Our python environment is summarized in requirements.txt. Note that CUDA version = 11.0 for our system, you might want to adjust the file to match your CUDA version.

Quantitative Data Bias Assessment

Counterfactual Experiment I

To repropduce the Counterfactual Experiment I's results on the three public datasets, run the following commands to train a model on the Eclipsed Dataset.

cd data_bias_evaluation_framework/train_model
python run_binary_classification_gen.py --model_name 'vit_b_16_384' --num_epoch 100 --eclipse --eclipse_extent 1.0  --cudaID 0  --elastic_tf  --lr 0.01

Run the following commands to train a model on the original dataset (Eclipsed Extent = 0).

cd data_bias_evaluation_framework/train_model
python run_binary_classification_gen.py --model_name 'vit_b_16_384' --num_epoch 100 --cudaID 0  --elastic_tf  --lr 0.01

Run the notebook data_bias_evaluation_framework/post_training/summarize_result.ipynb to reproduce the visualization.

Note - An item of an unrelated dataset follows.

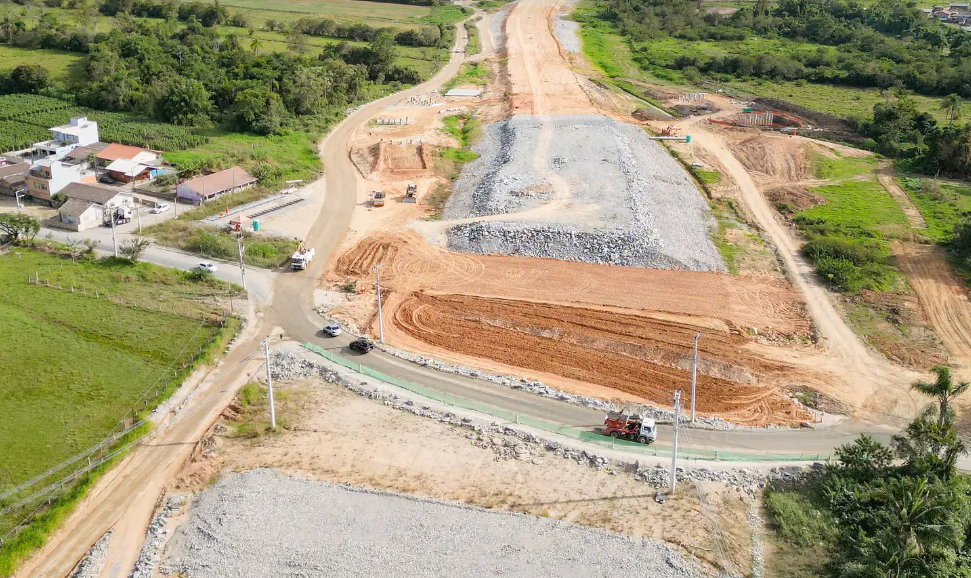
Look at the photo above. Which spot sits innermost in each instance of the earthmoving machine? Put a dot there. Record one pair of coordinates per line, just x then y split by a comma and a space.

Counterfactual Experiment II

To repropduce Counterfactual Experiment II's results, run the notebook data_bias_evaluation_framework/train_model/logistic_regression.ipynb

Qualitative Data Bias Assessment

Detect near-duplicate images and images of similar style

Run the notebook data_bias_evaluation_framework/post_training/qualitative_databias_assess.ipynb

Feature embeddings

Note that the feature embeddings were extracted from models stored in data_bias_evaluation_framework/experiment/vit_b_16_384_False_0.0_False_32_1234_100_True_False_0.05_0.01_0_0.9. To train your own models, run the following commands

cd data_bias_evaluation_framework/train_model
python run_binary_classification_cv.py  --model_name 'vit_b_16_384' --num_epoch 100  --cudaID 0  --elastic_tf --lr 0.01

Active Labeling

This part of the paper was based on a private dataset. To prepare your own dataset, use /active_labeling/prepare_dataset/prepare_hierch_dataset.py. The multitask model is available at /active_labeling/models/models_hierch.py. We used the function train_model_multitask in /active_labeling/train_model/train_model.py to train the multitask model.